Crew, tęskniłam !! :)
Życzę zdrowia i niech to schorowane serducho posłuży jeszcze trochę narodowi, bo jak nie Ty to kto ?

Pozdrawiam
ijo-ijo

Anonimowy pisze...

No wreszcie,
Wszystko przeczytałam i nie mogłam doczekać się dalszego ciągu.
Pozdrawiam,
Nowa fanka :)

Anonimowy pisze...

popieram ogólne - nareszcie :D

strepto

Anonimowy pisze...

huuurreeeeyy, he's back!:)

KH pisze...

Nosz wreszcie! Stęskniłam się :)

Anonimowy pisze...

No w końcu. Pisz dalej.

Monika Wiktoria pisze...

Dołączam się do pozostałych: Nosz wreszcie! :) Czekam na dalsze wpisy. :)

Anonimowy pisze...

no jak bym siebie dziś na dyrzurze widziała. Dobrze że toaleta blisko i tylko 3 wizyty. Zdrowia i nie dajmy się Szamanka

Anonimowy pisze...

miało być na dyżurze ale moja głowa nie pracuje odwodnienie czy cóś

Anonimowy pisze...

Crew! Nareszcie! Nie mogłam wyjść ze zdziwienia, widząc nowy post!
Z utęsknieniem czekam na część dalszą.

Pozdrawiam,
m90

Jaskółka pisze...

Przeżyłeś, bo piszesz :)))) czekam na D.C.N

Anonimowy pisze...

Crew, proszę mi tu dbać o siebie, a o serducho w szczególności i nie straszyć tak długą nieobecnością ;)

tęskniłam!

Absarokee

Pomysłowa pisze...

Nareszcie, Crew, jak dobrze Cię znów czytać:) I o serce dbaj, to rozkaz;)

Szyszynka pisze...

Uffff, nareszcie jesteś! Tęskniliśmy!

Anonimowy pisze...

Czekamy z niecierpliwością na dalszy ciąg. Jak zobaczyłam CDN to miałam nadzieję, że następny będzie następnego dnia, a tu nic...
3maj się, Crew!

Anonimowy pisze...

Właśnie przed chwilą wróciłam do domu, a po drodze jechaliśmy za karetką, mijaliśmy straż i policję.. Było ciemno, padał deszcz także nie widziałam co się dokładnie stało, tylko zauważyłam zakrwawionego na twarzy chłopaka prowadzonego przez ratownika. Potem jeszcze ta straż. Tak sobie pomyślałam, że może będą ‘tylko’ wyciągać samochód, a może trzeba coś rozcinać.

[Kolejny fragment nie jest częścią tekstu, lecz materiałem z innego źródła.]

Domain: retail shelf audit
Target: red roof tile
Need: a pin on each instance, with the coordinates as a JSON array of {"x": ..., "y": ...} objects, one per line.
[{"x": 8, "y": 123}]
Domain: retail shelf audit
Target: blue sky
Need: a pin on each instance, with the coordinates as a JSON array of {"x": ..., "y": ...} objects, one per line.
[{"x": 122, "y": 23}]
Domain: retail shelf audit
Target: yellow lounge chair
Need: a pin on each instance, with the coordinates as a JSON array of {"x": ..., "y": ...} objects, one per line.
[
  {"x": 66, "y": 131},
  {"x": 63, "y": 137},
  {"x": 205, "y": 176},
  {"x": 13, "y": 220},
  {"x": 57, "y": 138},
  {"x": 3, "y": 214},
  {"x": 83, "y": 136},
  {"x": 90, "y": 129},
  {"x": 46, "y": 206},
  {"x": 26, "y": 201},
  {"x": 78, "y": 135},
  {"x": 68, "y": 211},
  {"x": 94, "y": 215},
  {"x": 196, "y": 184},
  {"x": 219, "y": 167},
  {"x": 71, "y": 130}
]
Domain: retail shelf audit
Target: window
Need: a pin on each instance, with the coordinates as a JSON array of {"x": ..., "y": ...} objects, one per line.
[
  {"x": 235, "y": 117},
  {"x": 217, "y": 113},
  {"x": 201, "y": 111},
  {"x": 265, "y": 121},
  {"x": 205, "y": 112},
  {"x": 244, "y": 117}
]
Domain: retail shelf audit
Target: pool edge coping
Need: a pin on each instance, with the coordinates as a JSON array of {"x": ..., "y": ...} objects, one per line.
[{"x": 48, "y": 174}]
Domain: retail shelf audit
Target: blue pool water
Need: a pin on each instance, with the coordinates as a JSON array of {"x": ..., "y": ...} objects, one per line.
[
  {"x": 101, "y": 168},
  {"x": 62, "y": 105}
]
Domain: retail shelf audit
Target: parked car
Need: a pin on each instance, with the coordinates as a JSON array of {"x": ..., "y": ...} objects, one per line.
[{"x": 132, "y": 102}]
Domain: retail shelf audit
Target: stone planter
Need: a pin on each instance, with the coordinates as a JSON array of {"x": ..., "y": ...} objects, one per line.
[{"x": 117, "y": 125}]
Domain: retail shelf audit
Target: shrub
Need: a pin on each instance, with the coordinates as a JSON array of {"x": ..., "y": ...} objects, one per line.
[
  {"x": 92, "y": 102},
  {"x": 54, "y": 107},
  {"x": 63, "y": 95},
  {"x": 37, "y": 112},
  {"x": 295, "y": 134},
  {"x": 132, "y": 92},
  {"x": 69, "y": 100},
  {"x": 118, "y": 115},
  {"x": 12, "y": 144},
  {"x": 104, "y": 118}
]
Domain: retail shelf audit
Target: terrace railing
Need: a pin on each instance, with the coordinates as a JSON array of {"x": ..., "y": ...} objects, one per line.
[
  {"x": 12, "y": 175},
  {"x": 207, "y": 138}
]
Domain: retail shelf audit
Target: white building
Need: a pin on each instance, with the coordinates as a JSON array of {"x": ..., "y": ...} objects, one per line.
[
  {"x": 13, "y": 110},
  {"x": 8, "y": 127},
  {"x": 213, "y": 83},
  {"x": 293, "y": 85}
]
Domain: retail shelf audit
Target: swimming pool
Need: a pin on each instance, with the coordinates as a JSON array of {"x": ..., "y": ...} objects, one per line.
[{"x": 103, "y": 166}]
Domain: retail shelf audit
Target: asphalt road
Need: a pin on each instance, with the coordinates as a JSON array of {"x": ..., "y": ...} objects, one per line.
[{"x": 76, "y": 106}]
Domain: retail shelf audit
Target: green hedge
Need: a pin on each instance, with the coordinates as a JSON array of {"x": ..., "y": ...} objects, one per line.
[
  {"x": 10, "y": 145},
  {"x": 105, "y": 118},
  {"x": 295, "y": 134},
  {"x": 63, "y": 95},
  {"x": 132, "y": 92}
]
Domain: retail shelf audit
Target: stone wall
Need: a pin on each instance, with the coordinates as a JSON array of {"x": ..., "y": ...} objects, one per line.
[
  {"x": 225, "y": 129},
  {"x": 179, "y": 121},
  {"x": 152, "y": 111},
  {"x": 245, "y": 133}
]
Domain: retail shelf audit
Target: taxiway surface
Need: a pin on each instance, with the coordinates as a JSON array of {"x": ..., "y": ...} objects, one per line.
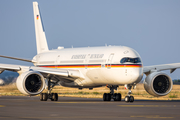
[{"x": 66, "y": 108}]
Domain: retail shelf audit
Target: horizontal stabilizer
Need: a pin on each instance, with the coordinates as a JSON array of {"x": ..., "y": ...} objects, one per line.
[{"x": 21, "y": 59}]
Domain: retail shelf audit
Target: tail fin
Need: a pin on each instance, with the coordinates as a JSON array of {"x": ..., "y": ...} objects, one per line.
[{"x": 41, "y": 41}]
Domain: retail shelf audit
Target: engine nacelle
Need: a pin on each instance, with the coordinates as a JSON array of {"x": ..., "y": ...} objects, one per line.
[
  {"x": 158, "y": 84},
  {"x": 30, "y": 83}
]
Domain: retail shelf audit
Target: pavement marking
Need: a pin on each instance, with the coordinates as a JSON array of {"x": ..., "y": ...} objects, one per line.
[
  {"x": 147, "y": 105},
  {"x": 2, "y": 106},
  {"x": 151, "y": 116},
  {"x": 67, "y": 117},
  {"x": 82, "y": 102}
]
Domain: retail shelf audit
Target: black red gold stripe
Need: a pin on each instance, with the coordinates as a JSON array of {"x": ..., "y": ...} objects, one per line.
[{"x": 93, "y": 66}]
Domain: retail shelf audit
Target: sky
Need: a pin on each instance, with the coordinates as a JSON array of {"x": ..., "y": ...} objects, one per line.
[{"x": 151, "y": 27}]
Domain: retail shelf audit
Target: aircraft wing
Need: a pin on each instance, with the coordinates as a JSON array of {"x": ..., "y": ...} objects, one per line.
[
  {"x": 172, "y": 67},
  {"x": 55, "y": 74}
]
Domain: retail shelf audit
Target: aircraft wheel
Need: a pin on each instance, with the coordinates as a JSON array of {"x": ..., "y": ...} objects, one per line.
[
  {"x": 127, "y": 98},
  {"x": 104, "y": 97},
  {"x": 41, "y": 96},
  {"x": 117, "y": 97},
  {"x": 131, "y": 99},
  {"x": 108, "y": 97},
  {"x": 45, "y": 96},
  {"x": 52, "y": 96},
  {"x": 55, "y": 97}
]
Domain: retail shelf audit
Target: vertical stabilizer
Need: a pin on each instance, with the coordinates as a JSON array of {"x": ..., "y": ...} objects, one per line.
[{"x": 41, "y": 42}]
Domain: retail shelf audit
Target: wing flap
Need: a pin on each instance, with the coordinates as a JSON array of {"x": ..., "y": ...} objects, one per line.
[
  {"x": 65, "y": 75},
  {"x": 172, "y": 67}
]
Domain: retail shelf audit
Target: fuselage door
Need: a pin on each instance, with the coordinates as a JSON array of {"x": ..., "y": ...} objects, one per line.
[
  {"x": 57, "y": 61},
  {"x": 109, "y": 61}
]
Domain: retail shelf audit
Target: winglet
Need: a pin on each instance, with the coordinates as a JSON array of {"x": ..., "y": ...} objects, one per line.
[{"x": 41, "y": 41}]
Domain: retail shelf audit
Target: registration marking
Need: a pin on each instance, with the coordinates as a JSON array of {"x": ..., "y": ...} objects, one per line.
[
  {"x": 2, "y": 106},
  {"x": 147, "y": 105}
]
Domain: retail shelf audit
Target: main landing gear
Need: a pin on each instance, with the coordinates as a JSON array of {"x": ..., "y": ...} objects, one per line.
[
  {"x": 129, "y": 98},
  {"x": 49, "y": 95},
  {"x": 112, "y": 95},
  {"x": 117, "y": 96}
]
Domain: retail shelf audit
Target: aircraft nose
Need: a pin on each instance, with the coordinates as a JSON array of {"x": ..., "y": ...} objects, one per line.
[{"x": 136, "y": 75}]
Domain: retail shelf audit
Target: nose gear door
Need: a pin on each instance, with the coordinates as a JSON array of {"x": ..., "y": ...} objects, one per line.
[{"x": 109, "y": 61}]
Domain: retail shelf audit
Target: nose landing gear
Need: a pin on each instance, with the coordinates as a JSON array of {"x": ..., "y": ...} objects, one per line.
[
  {"x": 49, "y": 95},
  {"x": 112, "y": 95},
  {"x": 129, "y": 98}
]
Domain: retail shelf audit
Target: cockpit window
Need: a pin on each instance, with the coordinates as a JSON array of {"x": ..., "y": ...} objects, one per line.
[{"x": 131, "y": 60}]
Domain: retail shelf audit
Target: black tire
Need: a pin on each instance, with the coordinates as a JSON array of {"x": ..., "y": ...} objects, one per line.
[
  {"x": 108, "y": 97},
  {"x": 115, "y": 96},
  {"x": 131, "y": 99},
  {"x": 104, "y": 97},
  {"x": 118, "y": 97},
  {"x": 41, "y": 96},
  {"x": 45, "y": 96},
  {"x": 52, "y": 97},
  {"x": 127, "y": 98},
  {"x": 56, "y": 97}
]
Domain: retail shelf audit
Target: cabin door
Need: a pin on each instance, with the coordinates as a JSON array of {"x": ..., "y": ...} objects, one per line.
[
  {"x": 109, "y": 61},
  {"x": 57, "y": 62}
]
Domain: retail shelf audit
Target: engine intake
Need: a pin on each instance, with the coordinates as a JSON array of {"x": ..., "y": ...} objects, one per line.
[
  {"x": 158, "y": 84},
  {"x": 30, "y": 83}
]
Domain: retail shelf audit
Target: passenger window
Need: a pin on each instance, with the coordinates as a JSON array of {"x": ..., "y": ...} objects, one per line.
[{"x": 131, "y": 60}]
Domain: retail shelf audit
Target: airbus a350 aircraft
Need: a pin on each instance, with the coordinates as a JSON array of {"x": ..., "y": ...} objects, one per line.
[{"x": 87, "y": 67}]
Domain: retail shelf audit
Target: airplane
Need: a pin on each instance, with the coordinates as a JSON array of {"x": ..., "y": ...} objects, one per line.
[{"x": 87, "y": 67}]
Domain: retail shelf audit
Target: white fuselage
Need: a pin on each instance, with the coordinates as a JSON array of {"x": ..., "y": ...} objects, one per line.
[{"x": 98, "y": 65}]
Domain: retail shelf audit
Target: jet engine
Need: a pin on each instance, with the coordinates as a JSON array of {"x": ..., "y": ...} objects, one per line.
[
  {"x": 158, "y": 84},
  {"x": 30, "y": 83}
]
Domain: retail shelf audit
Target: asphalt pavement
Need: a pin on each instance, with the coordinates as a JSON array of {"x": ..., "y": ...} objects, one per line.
[{"x": 23, "y": 107}]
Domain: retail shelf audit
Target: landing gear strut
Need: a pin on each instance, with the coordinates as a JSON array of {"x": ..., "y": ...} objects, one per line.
[
  {"x": 49, "y": 95},
  {"x": 129, "y": 98},
  {"x": 112, "y": 95}
]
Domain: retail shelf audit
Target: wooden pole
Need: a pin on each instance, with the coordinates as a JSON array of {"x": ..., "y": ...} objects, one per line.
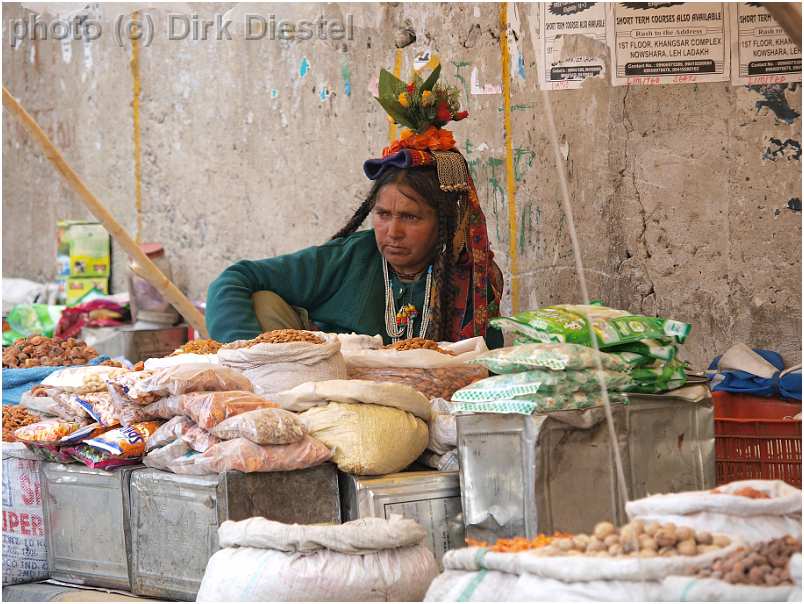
[
  {"x": 147, "y": 269},
  {"x": 788, "y": 16}
]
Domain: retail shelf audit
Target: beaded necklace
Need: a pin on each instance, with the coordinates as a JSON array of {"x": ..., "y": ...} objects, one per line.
[{"x": 400, "y": 323}]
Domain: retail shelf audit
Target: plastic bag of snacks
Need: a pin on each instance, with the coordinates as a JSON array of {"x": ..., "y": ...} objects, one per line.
[
  {"x": 98, "y": 405},
  {"x": 48, "y": 431},
  {"x": 263, "y": 427},
  {"x": 539, "y": 383},
  {"x": 167, "y": 432},
  {"x": 125, "y": 443},
  {"x": 571, "y": 323},
  {"x": 208, "y": 409},
  {"x": 162, "y": 457},
  {"x": 196, "y": 377},
  {"x": 199, "y": 439},
  {"x": 243, "y": 455},
  {"x": 558, "y": 357},
  {"x": 539, "y": 403},
  {"x": 660, "y": 377},
  {"x": 98, "y": 458}
]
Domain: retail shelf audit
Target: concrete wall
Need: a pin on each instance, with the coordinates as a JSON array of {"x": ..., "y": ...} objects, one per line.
[{"x": 681, "y": 197}]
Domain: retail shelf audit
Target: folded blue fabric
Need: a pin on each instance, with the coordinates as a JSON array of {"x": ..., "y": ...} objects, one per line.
[
  {"x": 743, "y": 382},
  {"x": 17, "y": 382}
]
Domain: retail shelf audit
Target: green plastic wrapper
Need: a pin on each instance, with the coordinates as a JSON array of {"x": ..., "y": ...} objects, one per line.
[
  {"x": 662, "y": 377},
  {"x": 557, "y": 357},
  {"x": 31, "y": 320},
  {"x": 577, "y": 324},
  {"x": 538, "y": 404},
  {"x": 538, "y": 383}
]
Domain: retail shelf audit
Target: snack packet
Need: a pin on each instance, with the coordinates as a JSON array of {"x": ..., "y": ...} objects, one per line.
[
  {"x": 98, "y": 458},
  {"x": 49, "y": 431},
  {"x": 577, "y": 324},
  {"x": 557, "y": 357},
  {"x": 125, "y": 443}
]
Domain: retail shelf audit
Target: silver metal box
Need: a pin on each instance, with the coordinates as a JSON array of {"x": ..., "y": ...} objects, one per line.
[
  {"x": 175, "y": 519},
  {"x": 524, "y": 475},
  {"x": 86, "y": 517},
  {"x": 431, "y": 498}
]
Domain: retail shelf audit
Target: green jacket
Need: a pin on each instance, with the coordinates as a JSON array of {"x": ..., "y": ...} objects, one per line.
[{"x": 340, "y": 284}]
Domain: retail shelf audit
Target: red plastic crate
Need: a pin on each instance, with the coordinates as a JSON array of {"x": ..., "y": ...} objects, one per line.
[{"x": 753, "y": 440}]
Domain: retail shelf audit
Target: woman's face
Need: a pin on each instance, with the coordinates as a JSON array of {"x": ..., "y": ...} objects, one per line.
[{"x": 406, "y": 228}]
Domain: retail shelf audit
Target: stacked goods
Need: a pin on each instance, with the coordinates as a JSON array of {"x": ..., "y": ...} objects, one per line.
[
  {"x": 16, "y": 417},
  {"x": 282, "y": 359},
  {"x": 436, "y": 370},
  {"x": 40, "y": 351},
  {"x": 373, "y": 428},
  {"x": 625, "y": 564},
  {"x": 649, "y": 345},
  {"x": 211, "y": 431},
  {"x": 764, "y": 572},
  {"x": 371, "y": 559},
  {"x": 751, "y": 510},
  {"x": 542, "y": 378}
]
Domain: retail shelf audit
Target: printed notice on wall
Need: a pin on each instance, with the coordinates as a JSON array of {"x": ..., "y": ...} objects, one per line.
[
  {"x": 564, "y": 63},
  {"x": 762, "y": 53},
  {"x": 669, "y": 42}
]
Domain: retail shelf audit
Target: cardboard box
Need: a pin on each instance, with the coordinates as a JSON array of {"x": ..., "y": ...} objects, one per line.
[
  {"x": 76, "y": 288},
  {"x": 90, "y": 254}
]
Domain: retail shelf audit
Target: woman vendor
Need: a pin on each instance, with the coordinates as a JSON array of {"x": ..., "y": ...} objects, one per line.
[{"x": 424, "y": 270}]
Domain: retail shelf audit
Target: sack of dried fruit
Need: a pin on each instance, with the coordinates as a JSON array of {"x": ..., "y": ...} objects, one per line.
[
  {"x": 764, "y": 572},
  {"x": 279, "y": 360},
  {"x": 626, "y": 564},
  {"x": 754, "y": 510},
  {"x": 436, "y": 370}
]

I w sumie to chciałam tylko napisać, że przez resztę drogi trzymałam za nich kciuki, żeby wszystko się udało.. Także jakbyś przypadkiem wątpił w swój zawód, a może lepiej to nazwać powołaniem, albo miał już dość, to wiedz, że gdzieś w powietrzu krąży jakaś dobra energia od takich, którzy chcą Wam pomóc, wesprzeć chociaż myślą ;)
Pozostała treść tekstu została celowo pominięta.